Figure 13 shows the mass flux, mean density and mean velocity at z = 7.5 × 1013 and 1.5 × 1014 cm versus time. Note that a direct comparison between S2 and S3 here cannot be done, as the physical cross section of the numerical grid is different in both simulations. However, Fig. 13 already gives interesting information regarding the mass-load process. In S3, the mass flux, which should be similar to that in S2 when dominated by the outer material of the obstacle, presents smaller values during the initial quasi-steady phase and larger values when the aforementioned large clump is detached from the core. This implies that the obstacle mass-loss is slower in S3 during the initial phase and, thus, after the obstacle has been completely crossed by the initial shock, there is still a significant amount of material attached to the core. Unlike S3, in S2 the obstacle mass-loss is faster initially, and when the obstacle is completely shocked, the smaller amount of gas left in the outer layers, when detached, is not enough to increase the obstacle cross-section. To which extent a larger increase in the resolution could even change the results further in the same direction should be studied.

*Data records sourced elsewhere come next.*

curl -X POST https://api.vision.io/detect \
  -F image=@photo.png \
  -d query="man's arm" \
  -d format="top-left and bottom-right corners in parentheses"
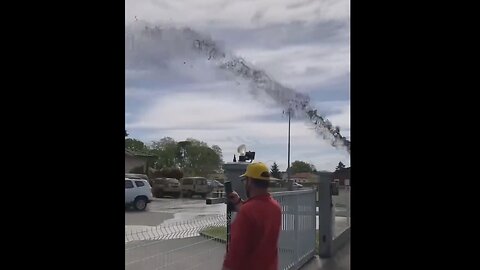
top-left (223, 209), bottom-right (253, 270)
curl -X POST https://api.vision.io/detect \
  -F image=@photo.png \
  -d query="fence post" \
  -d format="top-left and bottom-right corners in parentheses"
top-left (317, 178), bottom-right (334, 258)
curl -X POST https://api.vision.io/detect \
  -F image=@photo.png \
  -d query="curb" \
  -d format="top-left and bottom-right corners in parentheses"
top-left (198, 232), bottom-right (227, 244)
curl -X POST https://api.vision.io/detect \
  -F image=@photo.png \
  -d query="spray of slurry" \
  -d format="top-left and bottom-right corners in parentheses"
top-left (125, 21), bottom-right (350, 153)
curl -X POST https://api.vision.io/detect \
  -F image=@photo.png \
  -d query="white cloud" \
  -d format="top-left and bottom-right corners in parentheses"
top-left (125, 0), bottom-right (350, 28)
top-left (125, 0), bottom-right (350, 170)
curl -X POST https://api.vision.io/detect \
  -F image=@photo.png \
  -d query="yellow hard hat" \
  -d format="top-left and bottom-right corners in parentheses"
top-left (240, 162), bottom-right (275, 181)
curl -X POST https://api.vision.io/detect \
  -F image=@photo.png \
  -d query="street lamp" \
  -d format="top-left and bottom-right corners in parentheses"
top-left (287, 107), bottom-right (293, 190)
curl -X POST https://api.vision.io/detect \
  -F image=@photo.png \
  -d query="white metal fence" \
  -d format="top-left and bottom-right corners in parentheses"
top-left (125, 190), bottom-right (316, 270)
top-left (272, 190), bottom-right (316, 270)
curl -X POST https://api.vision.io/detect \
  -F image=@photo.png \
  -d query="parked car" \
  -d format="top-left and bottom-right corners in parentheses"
top-left (180, 177), bottom-right (212, 198)
top-left (207, 179), bottom-right (223, 189)
top-left (125, 173), bottom-right (152, 185)
top-left (152, 178), bottom-right (182, 198)
top-left (293, 182), bottom-right (303, 189)
top-left (125, 177), bottom-right (153, 211)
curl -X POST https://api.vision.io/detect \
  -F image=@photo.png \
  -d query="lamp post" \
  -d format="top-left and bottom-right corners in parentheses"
top-left (287, 108), bottom-right (293, 190)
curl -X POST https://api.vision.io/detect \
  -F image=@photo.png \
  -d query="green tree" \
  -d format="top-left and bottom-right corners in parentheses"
top-left (150, 137), bottom-right (179, 169)
top-left (184, 139), bottom-right (223, 176)
top-left (290, 160), bottom-right (316, 174)
top-left (150, 137), bottom-right (223, 176)
top-left (270, 162), bottom-right (282, 179)
top-left (125, 138), bottom-right (149, 154)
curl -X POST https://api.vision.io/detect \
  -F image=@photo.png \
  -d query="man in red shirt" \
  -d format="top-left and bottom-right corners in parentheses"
top-left (223, 163), bottom-right (282, 270)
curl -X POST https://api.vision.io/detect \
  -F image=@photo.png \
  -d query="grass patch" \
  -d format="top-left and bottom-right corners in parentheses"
top-left (200, 226), bottom-right (227, 243)
top-left (200, 226), bottom-right (320, 254)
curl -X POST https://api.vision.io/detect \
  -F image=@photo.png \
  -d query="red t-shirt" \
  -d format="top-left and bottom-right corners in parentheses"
top-left (223, 194), bottom-right (282, 270)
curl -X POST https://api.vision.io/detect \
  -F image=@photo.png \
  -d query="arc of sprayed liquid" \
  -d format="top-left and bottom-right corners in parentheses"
top-left (129, 27), bottom-right (350, 154)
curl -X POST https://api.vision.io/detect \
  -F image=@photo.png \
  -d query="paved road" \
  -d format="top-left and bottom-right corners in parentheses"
top-left (125, 237), bottom-right (225, 270)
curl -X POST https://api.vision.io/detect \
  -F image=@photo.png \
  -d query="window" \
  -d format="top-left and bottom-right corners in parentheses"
top-left (182, 178), bottom-right (193, 185)
top-left (125, 180), bottom-right (133, 188)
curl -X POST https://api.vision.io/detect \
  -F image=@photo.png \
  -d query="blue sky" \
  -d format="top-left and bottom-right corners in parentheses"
top-left (125, 0), bottom-right (350, 170)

The more efficient acceleration found in S3 and the higher values of the mass flux rely on the expansion of the obstacle gas after t ≃ 4 × 105   s, as in S1. The expansion of the obstacle gas in S3 is very different from that of S2, as clearly seen comparing, e.g., the middle right panel in Fig. 8 and the bottom left one in Fig. 11. When part of the expanded material in S3 enters the rarefied region surrounding the cylindrical tail behind the obstacle, it is accelerated, reaching mean velocities vc ≃ 109   cm/s. In S2, the expansion of the clump is not as important, so the pressure-driven acceleration has a smaller effect.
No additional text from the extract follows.